Suntrust Bank, Maple and Berry.
At the last Town Council work session, one of the more disturbing exchanges involved traffic counts. The immediate issue was the implausibly high traffic volume that the Town’s consultant had assumed for the current use of the Suntrust Bank. The consultant assumed that bank building generated 381 trips during the peak hour of the evening rush hour.
This sort of thing matters, as I explained in Post #364. If you overstate the existing traffic, then you understate the impact that MAC development will have on traffic.
Councilman Majdi questioned that figure. And eventually they shut him down with the claim that this estimate was Science. You can hear that about 1:18 into my recording (see Post #450).
As a person who has on rare occasion actually done science, that nonsense claim really got under my skin. You can read Post #364 to see how crude the basic ITE ratebook methodology is. In this case, because this is a very large bank building, and has a (two-lane) drive-through window, the consultant took a figure out a rate book, multiplied by the bank’s high total floor area, and came up with that number as the estimate of current traffic.
So, instead, I’m going to do some actual science. I’m going to count the trips there, during evening rush hour, on a day to-be-determined, next week. Part of actually doing science is announcing that ahead of time, so that I can’t discard the information if it doesn’t match my expectations. (This avoids “publication bias”, in which negative results never see the light of day.)
Is one day’s observation perfect? No. Can I guarantee that counting by hand will be error-free? No. And blah blah blah, for those of you who want to trash-talk this ahead of time.
Will this be good enough to make my point? Yep, I’m fairly confident of that. My point being that the ITE ratebook methodology can be wildly off. To me, the only question is whether the consultant’s estimate is off by more than a factor of ten (“order of magnitude) or not.
Why am I so confident about this? Because I can do simple arithmetic. Check the face validity of 381 trips by doing some long division. That works out to a car going in or out of Suntrust every 10 seconds, steadily, for an hour. Have you ever seen that happen? At that bank? Heck, at any Vienna bank? Double heck, at any Vienna business establishment, period? Maybe one of the busier shopping centers, in its entirety. But at a bank? Not a chance. I walk Maple at evening rush hour all the time (I did so yesterday). Ain’t no way that bank does anything like that amount of business.
The point being that not only is the number wildly incorrect, it was not subjected to even the simplest check of face validity. And if you find one like that, it’s a pretty fair bet you’ve got some other zingers in there as well.
(Need another face validity check? Peak traffic on Maple is something like 2400 cars per hour. The Suntrust 381 trips (in and out) equates to about 190 vehicles. So, Suntrust, by itself, accounts for 8% of the traffic on Maple, during rush hour? Nah.)
I think maybe everybody involved here has lost track of what the ITE ratebook methodology actually is. It’s an agreed-upon methodology used to satisfy certain legal requirements.
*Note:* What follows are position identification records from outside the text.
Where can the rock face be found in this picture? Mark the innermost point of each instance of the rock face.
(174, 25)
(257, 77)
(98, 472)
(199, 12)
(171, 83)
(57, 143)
It’s not science.
This number — and others like it — are why Majdi pressed for using actual (“hard”) counts of traffic in any further analysis. Sure, for the future, we have to rely on some sort of projection. But for the traffic we have now, we can actually count that. And, if the 381 is an indication, we clearly should.
And as an extras-for-experts, I’m going to take apart the ill-defined notion of “bypass trips”. Beyond the counts themselves, the subtraction of assumed “bypass trips” is the next-largest potential source of error in that traffic projection.